Maya había estado en La Puerta del Infierno por última vez en 2121, durante su primera visita a la cuenca como parte de su trabajo para Aguas Profundas, Viajaba con... ¡con Diana, ése era el nombre! La nieta de Esther, y prima segunda de Jackie. Aquella chica alegre y grandota le había servido para conocer a los jóvenes nativos, no sólo mediante sus contactos en toda la cuenca, sino por sus actitudes e ideas; para ella la Tierra sólo era un nombre, y dedicaba todo su interés y esfuerzo a la gente de su generación. Fue entonces cuando Maya empezó a sentir que resbalaba sobre el presente y caía en los libros de historia, y sólo un gran esfuerzo le había permitido seguir asida al momento de influir en él. Pero había hecho el esfuerzo y había influido, y ésa había sido una de las mejores épocas de su vida, quizá la última de las importantes. Los años posteriores fueron como una corriente en las tierras altas del sur, discurriendo entre grietas y grabenes para hundirse luego en alguna marmita de gigante inesperada.

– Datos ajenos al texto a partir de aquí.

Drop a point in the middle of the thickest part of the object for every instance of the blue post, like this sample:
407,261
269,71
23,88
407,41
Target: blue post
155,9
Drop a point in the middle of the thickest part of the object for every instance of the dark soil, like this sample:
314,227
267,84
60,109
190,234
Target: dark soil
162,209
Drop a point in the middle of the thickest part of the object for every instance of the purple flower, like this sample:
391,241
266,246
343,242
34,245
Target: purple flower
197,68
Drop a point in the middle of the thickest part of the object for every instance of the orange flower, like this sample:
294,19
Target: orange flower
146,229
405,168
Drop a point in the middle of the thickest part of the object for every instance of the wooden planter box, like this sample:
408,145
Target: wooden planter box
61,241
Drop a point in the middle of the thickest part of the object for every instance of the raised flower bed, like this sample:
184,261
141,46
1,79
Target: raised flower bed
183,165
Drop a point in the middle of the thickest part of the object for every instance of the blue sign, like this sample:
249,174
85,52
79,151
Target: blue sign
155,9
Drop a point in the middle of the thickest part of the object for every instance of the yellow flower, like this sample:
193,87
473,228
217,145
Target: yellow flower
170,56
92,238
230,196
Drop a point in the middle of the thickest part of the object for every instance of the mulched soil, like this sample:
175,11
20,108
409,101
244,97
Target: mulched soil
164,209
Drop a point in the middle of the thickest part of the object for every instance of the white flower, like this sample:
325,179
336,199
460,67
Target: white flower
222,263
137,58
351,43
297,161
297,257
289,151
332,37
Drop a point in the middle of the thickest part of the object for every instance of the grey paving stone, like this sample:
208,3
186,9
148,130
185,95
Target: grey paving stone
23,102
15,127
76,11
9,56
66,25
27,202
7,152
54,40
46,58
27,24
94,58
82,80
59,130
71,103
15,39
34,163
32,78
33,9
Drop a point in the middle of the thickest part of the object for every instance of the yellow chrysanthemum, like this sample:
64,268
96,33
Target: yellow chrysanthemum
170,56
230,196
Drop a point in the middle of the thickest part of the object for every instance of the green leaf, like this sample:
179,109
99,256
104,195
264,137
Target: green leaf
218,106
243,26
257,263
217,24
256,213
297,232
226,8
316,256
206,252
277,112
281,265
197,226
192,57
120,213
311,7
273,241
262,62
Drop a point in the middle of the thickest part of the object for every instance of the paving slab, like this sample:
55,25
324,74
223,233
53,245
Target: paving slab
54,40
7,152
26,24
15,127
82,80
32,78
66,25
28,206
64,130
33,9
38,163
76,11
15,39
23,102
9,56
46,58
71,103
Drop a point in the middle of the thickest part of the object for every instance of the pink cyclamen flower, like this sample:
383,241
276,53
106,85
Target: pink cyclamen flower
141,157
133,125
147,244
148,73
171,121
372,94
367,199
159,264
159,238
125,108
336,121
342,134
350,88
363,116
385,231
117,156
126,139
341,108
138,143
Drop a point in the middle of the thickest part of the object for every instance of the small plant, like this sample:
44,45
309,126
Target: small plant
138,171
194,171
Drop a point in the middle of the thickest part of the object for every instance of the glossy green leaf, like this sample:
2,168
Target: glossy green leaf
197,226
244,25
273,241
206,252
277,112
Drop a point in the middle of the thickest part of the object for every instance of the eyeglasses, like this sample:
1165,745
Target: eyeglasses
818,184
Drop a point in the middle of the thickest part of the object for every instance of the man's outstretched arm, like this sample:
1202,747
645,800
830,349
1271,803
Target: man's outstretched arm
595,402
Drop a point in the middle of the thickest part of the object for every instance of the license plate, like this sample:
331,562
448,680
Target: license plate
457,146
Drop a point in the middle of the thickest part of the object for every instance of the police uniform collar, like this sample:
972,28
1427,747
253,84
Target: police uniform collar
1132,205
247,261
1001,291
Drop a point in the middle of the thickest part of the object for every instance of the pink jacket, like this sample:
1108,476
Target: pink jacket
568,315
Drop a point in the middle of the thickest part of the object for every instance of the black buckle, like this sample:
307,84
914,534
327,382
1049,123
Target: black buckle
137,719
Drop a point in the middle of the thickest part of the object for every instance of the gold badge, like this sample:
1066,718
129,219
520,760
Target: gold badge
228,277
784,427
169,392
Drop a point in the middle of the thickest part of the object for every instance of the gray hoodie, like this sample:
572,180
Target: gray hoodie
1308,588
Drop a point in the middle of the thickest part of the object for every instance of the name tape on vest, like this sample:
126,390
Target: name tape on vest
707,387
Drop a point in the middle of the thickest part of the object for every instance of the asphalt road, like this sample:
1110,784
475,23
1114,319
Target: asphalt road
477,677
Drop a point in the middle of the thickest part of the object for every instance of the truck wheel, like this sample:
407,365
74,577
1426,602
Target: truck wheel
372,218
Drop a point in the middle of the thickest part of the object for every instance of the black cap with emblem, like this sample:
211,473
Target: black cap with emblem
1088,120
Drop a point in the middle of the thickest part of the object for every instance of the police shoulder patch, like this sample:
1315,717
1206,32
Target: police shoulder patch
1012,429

Pero una vez, sesenta años antes, había estado de pie allí, bajo el gran puente sobre el que circulaba la pista que salvaba el vacío entre las dos paredes de la cabecera del cañón Dao, el famoso Puente de La Puerta del Infierno, la ciudad que se derramaba por las soleadas y abruptas faldas que flanqueaban el río y miraba al mar. Entonces sólo había arena y una banda de hielo en el horizonte. La ciudad era más pequeña y vulgar, y habia toscos y polvorientos peldaños de piedra en las calles. Pero ahora el roce de los pies ya los había pulido y el polvo se había ido con los años, todo estaba limpio y cubierto de una oscura pátina; un hermoso puerto mediterráneo en la ladera de una colina, acurrucado bajo la sombra de un puente que hacía de la ciudad una miniatura, algo dentro de un pisapapeles o una postal de Portugal. Muy hermoso al caer la tarde en un día otoñal, todo en sombras y rojizo hacia el oeste, durante un momento atrapado en ámbar. Pero una vez había recorrido aquel camino en compañía de una vibrante y joven amazona, cuando un mundo nuevo empezaba a abrirse, el Marte nativo al que ella había contribuido a dar vida... cuando todavía formaba parte de él.
El sol se puso sobre esos recuerdos y Maya regresó al edificio de Praxis, que seguía bajo el puente, y subió la empinada escalera final trabajosamente. Mientras lo hacía se vio acometida por una súbita y abrumadora sensación de
déjá vu
: había hecho eso mismo antes, no sólo subir los escalones, sino subirlos con el convencimiento de que ya los había subido antes, con la misma sensación de que en una visita anterior había formado parte efectiva de aquel mundo.